[Tarantool-patches] [PATCH luajit] x86/x64: Check for jcc when using xor r, r in emit_loadi().

sergos sergos at tarantool.org
Wed Aug 31 19:04:08 MSK 2022


Hi!

Thanks and with last two nits marked with #1 and #2 - LGTM.

Sergos

> On 31 Aug 2022, at 11:48, Sergey Kaplun <skaplun at tarantool.org> wrote:
> 
> Sergos, Igor!
> 
> Thanks for your review!
> 
> I've updated test with more comments considering your suggestions.
> See the iterative patch below:
> 
> Branch is force-pushed.
> ===================================================================
> diff --git a/test/tarantool-tests/lj-416-xor-before-jcc.test.lua b/test/tarantool-tests/lj-416-xor-before-jcc.test.lua
> index 7c6ab2b9..39551184 100644
> --- a/test/tarantool-tests/lj-416-xor-before-jcc.test.lua
> +++ b/test/tarantool-tests/lj-416-xor-before-jcc.test.lua
> @@ -13,9 +13,9 @@ test:plan(1)
> --    for sacrifice to be holding the constant zero.
> --
> -- This leads to assembly code like the following:
> ---   ucomisd xmm7, [r14+0x18]
> +--   ucomisd xmm7, [r14]
> --   xor r14d, r14d
> ---   jnb 0x12a0e001c ->3
> +--   jnb 0x555d3d250014        ->1
> --
> -- That xor is a big problem, as it modifies flags between the
> -- ucomisd and the jnb, thereby causing the jnb to do the wrong

#1.1 Still missing the correct assembly below in the message. 

> @@ -34,36 +34,53 @@ local handler = setmetatable({}, {
>   end
> })
> 
<skipped>

>> There’s no trace after the fix, so it’s hard to grasp the resolution
>> used.
> 
> The trace is still compiled, but mov is used instead of xor.
> | ucomisd xmm7, [r14]
> | mov r14d, 0x0
> | jnb 0x55c95c330014 ->1

#1.2 That what I expected to see in the message, right after ‘forbids emitting’

> 
>>> 
>>> This patch forbids emitting xor in `emit_loadi()` for jcc operations.
> 
>>> 
>>> Sergey Kaplun:
>>> * added the description and the test for the problem
>>> 
>>> Part of tarantool/tarantool#7230
>>> ---
>>> 

<skipped>

>>> --- a/src/lj_emit_x86.h
>>> +++ b/src/lj_emit_x86.h
>>> @@ -274,10 +274,12 @@ static void emit_movmroi(ASMState *as, Reg base, int32_t ofs, int32_t i)
>>> /* mov r, i / xor r, r */
>>> static void emit_loadi(ASMState *as, Reg r, int32_t i)
>>> {
>>> -  /* XOR r,r is shorter, but modifies the flags.

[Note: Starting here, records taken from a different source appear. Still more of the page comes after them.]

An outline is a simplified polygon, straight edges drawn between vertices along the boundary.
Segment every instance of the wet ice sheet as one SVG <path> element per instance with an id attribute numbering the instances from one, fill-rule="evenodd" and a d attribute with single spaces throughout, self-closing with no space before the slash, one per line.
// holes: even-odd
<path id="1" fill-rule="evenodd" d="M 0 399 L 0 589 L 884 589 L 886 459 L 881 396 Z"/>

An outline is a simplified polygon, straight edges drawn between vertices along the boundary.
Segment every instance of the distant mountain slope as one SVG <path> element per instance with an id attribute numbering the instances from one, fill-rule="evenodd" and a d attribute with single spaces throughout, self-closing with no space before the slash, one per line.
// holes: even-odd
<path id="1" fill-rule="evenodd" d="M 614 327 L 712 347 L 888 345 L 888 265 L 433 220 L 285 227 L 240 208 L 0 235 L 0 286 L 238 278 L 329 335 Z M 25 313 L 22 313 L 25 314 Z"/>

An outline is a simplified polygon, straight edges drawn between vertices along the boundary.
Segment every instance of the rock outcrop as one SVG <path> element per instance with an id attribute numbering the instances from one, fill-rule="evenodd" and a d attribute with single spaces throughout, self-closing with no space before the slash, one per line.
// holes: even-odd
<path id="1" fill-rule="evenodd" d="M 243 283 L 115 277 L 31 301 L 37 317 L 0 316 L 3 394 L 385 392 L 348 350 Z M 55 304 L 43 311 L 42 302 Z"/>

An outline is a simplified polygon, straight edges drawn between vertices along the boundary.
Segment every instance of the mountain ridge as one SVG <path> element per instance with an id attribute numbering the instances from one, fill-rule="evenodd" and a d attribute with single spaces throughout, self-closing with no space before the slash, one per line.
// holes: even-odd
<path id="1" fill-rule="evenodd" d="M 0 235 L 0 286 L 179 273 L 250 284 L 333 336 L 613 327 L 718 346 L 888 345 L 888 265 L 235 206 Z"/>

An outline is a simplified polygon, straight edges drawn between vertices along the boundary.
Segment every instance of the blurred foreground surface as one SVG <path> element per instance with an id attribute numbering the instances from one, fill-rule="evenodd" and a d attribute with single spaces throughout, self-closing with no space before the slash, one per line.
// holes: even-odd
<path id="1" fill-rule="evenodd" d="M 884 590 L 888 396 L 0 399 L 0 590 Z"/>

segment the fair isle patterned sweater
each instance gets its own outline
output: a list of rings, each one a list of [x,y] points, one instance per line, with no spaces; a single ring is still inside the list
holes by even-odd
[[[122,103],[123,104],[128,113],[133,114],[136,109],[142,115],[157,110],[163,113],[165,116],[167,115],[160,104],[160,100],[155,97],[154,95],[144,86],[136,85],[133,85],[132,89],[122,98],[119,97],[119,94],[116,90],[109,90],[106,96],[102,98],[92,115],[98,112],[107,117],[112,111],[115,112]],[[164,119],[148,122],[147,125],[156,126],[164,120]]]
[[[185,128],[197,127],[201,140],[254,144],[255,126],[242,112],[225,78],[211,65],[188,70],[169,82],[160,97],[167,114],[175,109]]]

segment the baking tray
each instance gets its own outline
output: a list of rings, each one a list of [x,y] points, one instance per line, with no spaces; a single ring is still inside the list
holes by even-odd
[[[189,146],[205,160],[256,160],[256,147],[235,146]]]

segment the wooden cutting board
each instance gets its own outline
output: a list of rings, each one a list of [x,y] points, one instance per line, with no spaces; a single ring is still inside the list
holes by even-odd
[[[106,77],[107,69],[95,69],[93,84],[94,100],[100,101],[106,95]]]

This is bad for HIOP. */
>>> +  /* XOR r,r is shorter, but modifies the flags. This is bad for HIOP/jcc. */
>>>   if (i == 0 && !(LJ_32 && (IR(as->curins)->o == IR_HIOP ||
>>> 			    (as->curins+1 < as->T->nins &&
>>> -			     IR(as->curins+1)->o == IR_HIOP)))) {
>>> +			     IR(as->curins+1)->o == IR_HIOP))) &&
>>> +		!((*as->mcp == 0x0f && (as->mcp[1] & 0xf0) == XI_JCCn) ||
>>> +		  (*as->mcp & 0xf0) == XI_JCCs)) {
> 
>> I wonder if there can be a case with two instructions emitted between the comparison
>> and the jump. In such a case the xor still can sneak in?
> 
> To be honest I'm nott sure that this is possible due to self-written
> assembler. So we must keep it in mind when assembly the correspodning
> IRs.
> 
>> Another idea: there could be different instructions that relies on the flags, such as
>> x86Arith:XOg_ADC or x86Op:XO_CMOV, so the if condition above could be bigger?
> 
> AFAIK, it is imposible due to close attention to the assembly.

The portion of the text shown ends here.